The people of Russia are amazing. The people of Ukraine are amazing. All people, of all nationalities, are amazing. Great people are everywhere. Planet earth is filled with them. It’s leadership that makes the difference. Leaders either honor and empower the individual human spirit or they denigrate it.

On this simple choice entire societies rise and fall.

In today’s crisis in Ukraine, a small group of political elites at the very top of the Russian government are mentoring leadership at its worst–invading, killing, and destroying to silence the authentic voices of others.

“Bad times between Russia and Ukraine, bad times,” Yuri (our Ukrainian driver) told Alison and I as we approached a large bridge spanning the Dnieper River in the fall of 2017. On the other side we could see the vast city of Kyiv, home to 3.5 million people.

“But it is not the Russian and Ukrainian people who have caused the problems. Bad times caused by one man, Putin. There is no war between the Ukrainian people and the Russian people. For long time Ukrainian people and Russian people have lived side by side like brothers.”

Yuri paused for a moment to navigate a lane change.

“Putin is not President of Russia–Putin is oligarch from Russia,” Yuri adds before falling silent.

So here we are again. Russia has invaded Ukraine. But this time it is not 1932…

It is 2022 and, whether President Putin acknowledges it or not, we are living in the age of shared leadership and distributed power. Citizens in Ukraine and Russia have cell phones that take and send photographs and videos globally in an instant. No matter how brazenly Mr. Putin’s propaganda machine lies, the truth is still seen, heard, and shared around the world thanks to the Seventh Power.
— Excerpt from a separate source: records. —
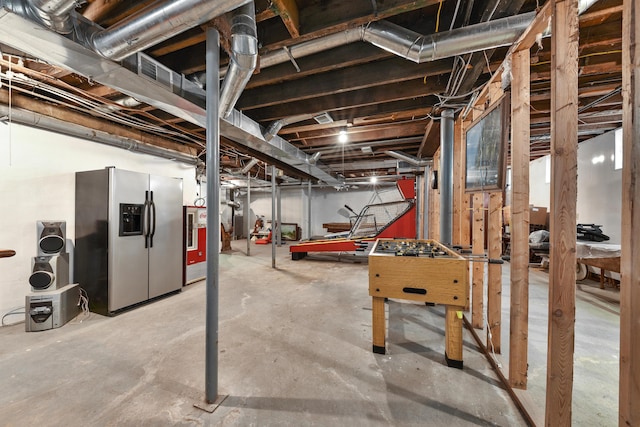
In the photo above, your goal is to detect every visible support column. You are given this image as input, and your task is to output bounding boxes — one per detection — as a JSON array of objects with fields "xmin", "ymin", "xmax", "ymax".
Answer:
[
  {"xmin": 246, "ymin": 172, "xmax": 252, "ymax": 256},
  {"xmin": 618, "ymin": 0, "xmax": 640, "ymax": 426},
  {"xmin": 509, "ymin": 49, "xmax": 531, "ymax": 389},
  {"xmin": 438, "ymin": 110, "xmax": 454, "ymax": 245},
  {"xmin": 545, "ymin": 0, "xmax": 579, "ymax": 426},
  {"xmin": 420, "ymin": 166, "xmax": 433, "ymax": 239},
  {"xmin": 205, "ymin": 28, "xmax": 220, "ymax": 403},
  {"xmin": 271, "ymin": 166, "xmax": 276, "ymax": 268},
  {"xmin": 275, "ymin": 185, "xmax": 282, "ymax": 247},
  {"xmin": 307, "ymin": 180, "xmax": 311, "ymax": 240},
  {"xmin": 451, "ymin": 118, "xmax": 465, "ymax": 245},
  {"xmin": 414, "ymin": 174, "xmax": 424, "ymax": 239}
]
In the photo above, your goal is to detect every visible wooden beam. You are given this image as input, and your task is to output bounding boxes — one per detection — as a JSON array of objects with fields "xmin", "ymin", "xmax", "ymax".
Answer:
[
  {"xmin": 545, "ymin": 0, "xmax": 579, "ymax": 426},
  {"xmin": 238, "ymin": 58, "xmax": 452, "ymax": 110},
  {"xmin": 487, "ymin": 191, "xmax": 502, "ymax": 354},
  {"xmin": 509, "ymin": 50, "xmax": 531, "ymax": 389},
  {"xmin": 618, "ymin": 0, "xmax": 640, "ymax": 426},
  {"xmin": 0, "ymin": 90, "xmax": 198, "ymax": 156},
  {"xmin": 471, "ymin": 193, "xmax": 484, "ymax": 329},
  {"xmin": 273, "ymin": 0, "xmax": 300, "ymax": 38},
  {"xmin": 261, "ymin": 0, "xmax": 440, "ymax": 54},
  {"xmin": 248, "ymin": 79, "xmax": 446, "ymax": 121},
  {"xmin": 256, "ymin": 4, "xmax": 277, "ymax": 22}
]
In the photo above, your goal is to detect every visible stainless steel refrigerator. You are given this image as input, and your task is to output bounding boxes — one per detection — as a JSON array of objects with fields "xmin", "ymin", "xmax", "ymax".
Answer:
[{"xmin": 74, "ymin": 167, "xmax": 183, "ymax": 315}]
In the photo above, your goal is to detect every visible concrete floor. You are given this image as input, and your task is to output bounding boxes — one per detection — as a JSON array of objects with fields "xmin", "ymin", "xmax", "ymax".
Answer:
[
  {"xmin": 492, "ymin": 264, "xmax": 620, "ymax": 427},
  {"xmin": 0, "ymin": 241, "xmax": 526, "ymax": 427}
]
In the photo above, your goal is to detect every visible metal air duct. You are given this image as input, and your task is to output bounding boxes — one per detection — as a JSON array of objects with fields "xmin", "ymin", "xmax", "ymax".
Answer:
[
  {"xmin": 264, "ymin": 113, "xmax": 316, "ymax": 141},
  {"xmin": 26, "ymin": 0, "xmax": 79, "ymax": 34},
  {"xmin": 363, "ymin": 12, "xmax": 536, "ymax": 63},
  {"xmin": 240, "ymin": 158, "xmax": 260, "ymax": 175},
  {"xmin": 0, "ymin": 105, "xmax": 198, "ymax": 165},
  {"xmin": 220, "ymin": 1, "xmax": 258, "ymax": 117},
  {"xmin": 91, "ymin": 0, "xmax": 253, "ymax": 61},
  {"xmin": 212, "ymin": 11, "xmax": 536, "ymax": 77},
  {"xmin": 384, "ymin": 151, "xmax": 433, "ymax": 168}
]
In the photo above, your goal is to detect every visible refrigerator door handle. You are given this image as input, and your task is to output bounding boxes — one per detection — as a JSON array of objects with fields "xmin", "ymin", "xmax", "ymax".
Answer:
[
  {"xmin": 149, "ymin": 191, "xmax": 156, "ymax": 248},
  {"xmin": 142, "ymin": 191, "xmax": 151, "ymax": 249}
]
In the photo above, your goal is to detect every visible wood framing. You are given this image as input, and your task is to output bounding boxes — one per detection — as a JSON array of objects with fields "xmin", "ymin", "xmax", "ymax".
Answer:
[
  {"xmin": 487, "ymin": 191, "xmax": 502, "ymax": 354},
  {"xmin": 273, "ymin": 0, "xmax": 300, "ymax": 38},
  {"xmin": 618, "ymin": 0, "xmax": 640, "ymax": 426},
  {"xmin": 426, "ymin": 148, "xmax": 440, "ymax": 240},
  {"xmin": 509, "ymin": 50, "xmax": 531, "ymax": 389},
  {"xmin": 417, "ymin": 119, "xmax": 433, "ymax": 159},
  {"xmin": 545, "ymin": 0, "xmax": 579, "ymax": 426},
  {"xmin": 471, "ymin": 193, "xmax": 484, "ymax": 329}
]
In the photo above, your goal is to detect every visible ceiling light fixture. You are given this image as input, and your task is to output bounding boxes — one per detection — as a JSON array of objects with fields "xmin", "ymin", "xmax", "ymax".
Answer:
[{"xmin": 338, "ymin": 129, "xmax": 349, "ymax": 144}]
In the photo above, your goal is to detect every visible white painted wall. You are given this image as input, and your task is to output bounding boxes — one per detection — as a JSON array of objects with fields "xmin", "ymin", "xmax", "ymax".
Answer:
[
  {"xmin": 0, "ymin": 123, "xmax": 200, "ymax": 323},
  {"xmin": 529, "ymin": 156, "xmax": 551, "ymax": 210},
  {"xmin": 577, "ymin": 132, "xmax": 622, "ymax": 244},
  {"xmin": 529, "ymin": 132, "xmax": 622, "ymax": 244},
  {"xmin": 245, "ymin": 184, "xmax": 401, "ymax": 236}
]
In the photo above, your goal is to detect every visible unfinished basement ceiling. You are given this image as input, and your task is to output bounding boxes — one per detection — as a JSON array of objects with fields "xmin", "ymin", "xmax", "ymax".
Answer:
[{"xmin": 0, "ymin": 0, "xmax": 622, "ymax": 181}]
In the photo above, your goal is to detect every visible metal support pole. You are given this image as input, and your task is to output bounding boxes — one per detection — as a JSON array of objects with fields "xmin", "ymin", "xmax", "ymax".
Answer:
[
  {"xmin": 271, "ymin": 166, "xmax": 276, "ymax": 268},
  {"xmin": 307, "ymin": 180, "xmax": 311, "ymax": 240},
  {"xmin": 205, "ymin": 28, "xmax": 220, "ymax": 403},
  {"xmin": 414, "ymin": 175, "xmax": 423, "ymax": 239},
  {"xmin": 421, "ymin": 166, "xmax": 433, "ymax": 239},
  {"xmin": 247, "ymin": 172, "xmax": 251, "ymax": 256},
  {"xmin": 438, "ymin": 110, "xmax": 454, "ymax": 244},
  {"xmin": 276, "ymin": 185, "xmax": 282, "ymax": 247}
]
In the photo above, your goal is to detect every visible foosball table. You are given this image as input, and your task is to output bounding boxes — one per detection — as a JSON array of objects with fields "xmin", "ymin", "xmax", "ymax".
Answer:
[{"xmin": 369, "ymin": 239, "xmax": 469, "ymax": 368}]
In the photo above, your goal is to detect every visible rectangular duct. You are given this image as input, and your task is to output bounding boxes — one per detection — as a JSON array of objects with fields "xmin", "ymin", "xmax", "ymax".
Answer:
[
  {"xmin": 136, "ymin": 54, "xmax": 174, "ymax": 92},
  {"xmin": 0, "ymin": 4, "xmax": 340, "ymax": 185}
]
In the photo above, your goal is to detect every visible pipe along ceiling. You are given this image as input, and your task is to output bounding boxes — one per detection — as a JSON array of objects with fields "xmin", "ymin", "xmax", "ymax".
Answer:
[{"xmin": 0, "ymin": 0, "xmax": 594, "ymax": 185}]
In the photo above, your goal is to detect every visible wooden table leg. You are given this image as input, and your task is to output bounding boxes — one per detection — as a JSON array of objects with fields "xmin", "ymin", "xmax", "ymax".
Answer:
[
  {"xmin": 448, "ymin": 305, "xmax": 463, "ymax": 369},
  {"xmin": 372, "ymin": 297, "xmax": 387, "ymax": 354}
]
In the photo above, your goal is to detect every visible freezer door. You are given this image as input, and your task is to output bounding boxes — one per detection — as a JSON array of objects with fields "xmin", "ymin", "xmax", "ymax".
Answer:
[
  {"xmin": 149, "ymin": 175, "xmax": 183, "ymax": 298},
  {"xmin": 109, "ymin": 168, "xmax": 149, "ymax": 312}
]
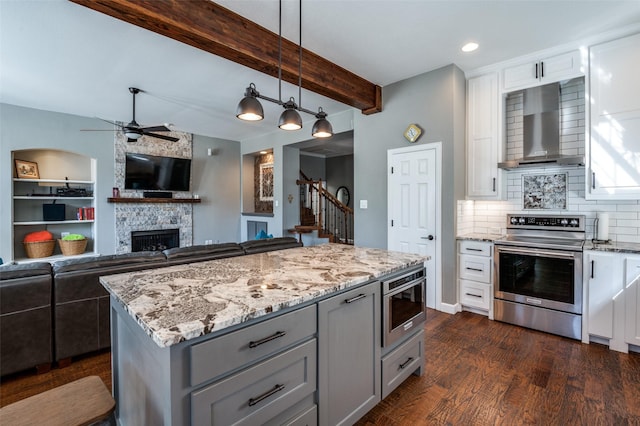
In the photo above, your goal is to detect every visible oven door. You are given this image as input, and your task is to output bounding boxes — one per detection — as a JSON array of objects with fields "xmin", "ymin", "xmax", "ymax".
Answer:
[
  {"xmin": 494, "ymin": 244, "xmax": 582, "ymax": 314},
  {"xmin": 382, "ymin": 270, "xmax": 427, "ymax": 347}
]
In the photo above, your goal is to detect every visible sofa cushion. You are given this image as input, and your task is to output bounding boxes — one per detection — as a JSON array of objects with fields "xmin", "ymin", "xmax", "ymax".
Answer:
[
  {"xmin": 163, "ymin": 243, "xmax": 244, "ymax": 260},
  {"xmin": 0, "ymin": 262, "xmax": 51, "ymax": 281},
  {"xmin": 53, "ymin": 251, "xmax": 166, "ymax": 275},
  {"xmin": 240, "ymin": 237, "xmax": 302, "ymax": 254}
]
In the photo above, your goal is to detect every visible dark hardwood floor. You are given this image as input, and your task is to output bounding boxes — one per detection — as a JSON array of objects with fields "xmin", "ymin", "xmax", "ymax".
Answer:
[{"xmin": 0, "ymin": 310, "xmax": 640, "ymax": 426}]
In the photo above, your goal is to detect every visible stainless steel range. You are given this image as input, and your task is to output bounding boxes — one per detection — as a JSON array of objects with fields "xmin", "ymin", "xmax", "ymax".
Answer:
[{"xmin": 494, "ymin": 214, "xmax": 585, "ymax": 339}]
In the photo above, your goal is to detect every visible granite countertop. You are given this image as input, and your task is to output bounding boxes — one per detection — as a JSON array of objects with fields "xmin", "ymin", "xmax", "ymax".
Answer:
[
  {"xmin": 456, "ymin": 232, "xmax": 504, "ymax": 243},
  {"xmin": 100, "ymin": 244, "xmax": 429, "ymax": 347},
  {"xmin": 584, "ymin": 240, "xmax": 640, "ymax": 254}
]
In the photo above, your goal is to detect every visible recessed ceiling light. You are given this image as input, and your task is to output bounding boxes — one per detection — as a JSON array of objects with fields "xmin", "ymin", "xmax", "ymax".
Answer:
[{"xmin": 462, "ymin": 42, "xmax": 478, "ymax": 52}]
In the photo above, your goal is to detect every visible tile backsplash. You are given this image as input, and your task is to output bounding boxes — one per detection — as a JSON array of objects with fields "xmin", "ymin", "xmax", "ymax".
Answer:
[
  {"xmin": 457, "ymin": 167, "xmax": 640, "ymax": 243},
  {"xmin": 457, "ymin": 78, "xmax": 640, "ymax": 243}
]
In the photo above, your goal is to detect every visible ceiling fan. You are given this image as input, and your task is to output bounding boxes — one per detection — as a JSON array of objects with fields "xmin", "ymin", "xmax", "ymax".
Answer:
[{"xmin": 82, "ymin": 87, "xmax": 178, "ymax": 142}]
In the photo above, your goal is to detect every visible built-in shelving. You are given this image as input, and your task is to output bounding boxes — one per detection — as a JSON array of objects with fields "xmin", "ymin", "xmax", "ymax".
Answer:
[
  {"xmin": 13, "ymin": 220, "xmax": 95, "ymax": 226},
  {"xmin": 107, "ymin": 197, "xmax": 202, "ymax": 204},
  {"xmin": 11, "ymin": 149, "xmax": 97, "ymax": 263}
]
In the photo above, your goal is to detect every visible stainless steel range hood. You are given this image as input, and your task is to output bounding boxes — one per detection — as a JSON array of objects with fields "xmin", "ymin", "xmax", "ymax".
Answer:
[{"xmin": 498, "ymin": 83, "xmax": 584, "ymax": 170}]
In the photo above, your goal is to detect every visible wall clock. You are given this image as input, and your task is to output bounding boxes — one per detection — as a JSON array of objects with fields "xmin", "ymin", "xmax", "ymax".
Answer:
[{"xmin": 404, "ymin": 124, "xmax": 422, "ymax": 142}]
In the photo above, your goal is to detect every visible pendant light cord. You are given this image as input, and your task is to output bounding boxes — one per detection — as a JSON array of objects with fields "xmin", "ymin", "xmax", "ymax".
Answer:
[
  {"xmin": 278, "ymin": 0, "xmax": 282, "ymax": 105},
  {"xmin": 298, "ymin": 0, "xmax": 302, "ymax": 108}
]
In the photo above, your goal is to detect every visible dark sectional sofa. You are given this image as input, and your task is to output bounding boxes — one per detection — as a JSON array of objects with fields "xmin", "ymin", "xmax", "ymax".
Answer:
[{"xmin": 0, "ymin": 237, "xmax": 302, "ymax": 376}]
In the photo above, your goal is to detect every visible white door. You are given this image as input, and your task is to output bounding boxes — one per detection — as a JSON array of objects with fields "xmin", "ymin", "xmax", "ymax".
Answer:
[{"xmin": 387, "ymin": 142, "xmax": 442, "ymax": 309}]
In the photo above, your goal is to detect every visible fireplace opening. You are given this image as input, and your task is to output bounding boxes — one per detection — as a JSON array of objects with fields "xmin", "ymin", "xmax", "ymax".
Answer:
[{"xmin": 131, "ymin": 229, "xmax": 180, "ymax": 252}]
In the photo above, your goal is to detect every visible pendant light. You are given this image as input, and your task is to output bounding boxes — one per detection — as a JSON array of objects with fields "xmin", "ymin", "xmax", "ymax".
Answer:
[
  {"xmin": 236, "ymin": 83, "xmax": 264, "ymax": 121},
  {"xmin": 236, "ymin": 0, "xmax": 333, "ymax": 138},
  {"xmin": 311, "ymin": 107, "xmax": 333, "ymax": 138},
  {"xmin": 278, "ymin": 98, "xmax": 302, "ymax": 130}
]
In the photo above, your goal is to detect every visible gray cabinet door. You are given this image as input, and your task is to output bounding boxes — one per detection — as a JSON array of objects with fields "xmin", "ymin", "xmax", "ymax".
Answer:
[{"xmin": 318, "ymin": 281, "xmax": 381, "ymax": 426}]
In the age of shared leadership and distributed power, every consumer can decide to defund the Russian invasion by not purchasing Russian products. Free countries can sanction Russian government activity while alternatively funding and supporting Ukrainians in their quest to remain free.

Putin may or may not take military control of Ukraine, but I am certain from my time there that he will not be able to control the hearts, minds, and spirit of the Ukrainian people.

It may take months, years, or in Hana and Mykola’s cases, generations, but Putin will not win. In the age of shared leadership and distributed power, overreaching has consequences…

 

“First, you must understand that everything that happened to my family when I was young (1932) was deliberately organized by Moscow.
Why? Because of only one reason: we were Ukrainian.”

—Hanna Soroka (2017)

Here’s a picture of Hanna and I in her modest, Soviet-era, apartment on the outskirts of Kyiv in 2017.

 

_____

Thank you for considering my thoughts. In return I honor yours. 

Every voice matters. Nestled between our differences lies our future.